Tuesday, February 7, 2023

"But God..."

      



     I couldn't even guess how many sermons I've heard in my seventy-five years, but how few I've remembered in any detail! Hopefully, many of them have been absorbed into my thinking and behavior, but there is one I will never forget, and perhaps it is for this very day. It was one of my son Christian's first, and it was entitled simply "But God." 

      I just did a search on both Bible Hub and Bible Gateway for the phrase and got results from 44 to 99, depending on the version of the Bible, so needless to say, it's a recurring theme in God's Word. Nearly each time, the phrase indicates a reversal of either events or someone's thinking from what we would consider a negative trend to a positive one. A familiar example is found in Genesis, when Joseph, who had been sold into slavery by his brothers yet had risen to the second most powerful position in Egypt, rescued his entire family from the famine in Israel. His response to his brothers' remorse when they recognized him in the house of Pharaoh was this:

"So now it was not you that sent me hither, but God: and he hath made me a father to Pharaoh, and lord of all his house, and a ruler throughout all the land of Egypt."  (Genesis 45:8 KJV, emphasis mine)
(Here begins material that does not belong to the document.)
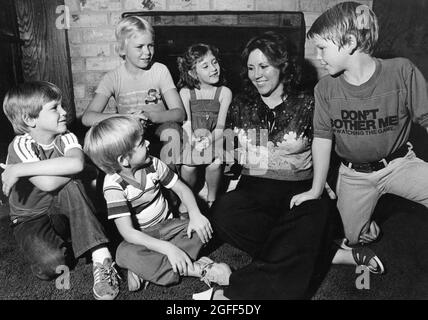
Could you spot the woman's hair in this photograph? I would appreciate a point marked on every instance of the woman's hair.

      This morning I arose from bed, as on most days with burning flesh and aching bones. I confess my attitude of late has been pretty negative. It seems I interact with fewer people as each year goes by; I laugh less, and smile rarely; I have little hope of ever having a "normal" life, or the active life I once had; I dream less and less of the places I'd like to go and things I'd like to do "someday." I quickly returned today to my recurrent gut-wrenching thought, "No one has any idea how it feels to be me, or understands how hard it is to keep going each day!"  Immediately and unbidden came that phrase "But God!" It came as if on a wisp of a cloud I could almost reach up and grasp with my hand, and my mind grabbed onto it like a lifeline and began to mull it over like a sip of sweet wine one wants to roll around on the tongue before swallowing. And I began to smile!

      It was as if all the peace I had been longing for for five and a half years came over me all at once! In the blink of an eye I understood that all the prayers I pray, whether for myself of someone else, I don't even need to put into words. All the agony that spills from my heart and body out my eyes-- He already knows! It has been written in His book since before time! How does He know how this flesh-life feels? He experienced it all during His brief time on earth as Yeshua, Son of Mary and the Holy Spirit, perfect God and perfect man, subject to all our pains and trials. Yet He was the Only One who didn't succumb to our human frailty and make the selfish choices we make that lead us away from our perfect Father God, because He WAS God! (See Matthew 26:63-64, Mark 14:61-62, John 4:25-26.) 

      He could have avoided it all, chosen to stay on His heavenly throne and leave us humans to our own pitiful devices, but ... being God... He didn't! He came to die, to walk with us, so we might live, not just brief, pain-filled days on earth, but forever with Him in His perfect, pain-free Heavenly home! 

“Don’t let your hearts be troubled. Trust in God, and trust also in me. There is more than enough room in my Father’s home. If this were not so, would I have told you that I am going to prepare a place for you? When everything is ready, I will come and get you, so that you will always be with me where I am."  (John 14:1-3 NLT)

      I stop and marvel for a few moments at all the "But God" times in my life, times when things were going or could have gone very badly, but God, by His grace turned the bad into good. Today I was sad, but God turned my sadness to gladness. Today I was in pain, but God turned my pain to patience. Today I felt alone, but God comforted me. 


"For his anger lasts only a moment, but his favor lasts a lifetime! Weeping may last through the night, but joy comes with the morning." 
(Psalm 30:5 NLT)

"He must increase and I must decrease."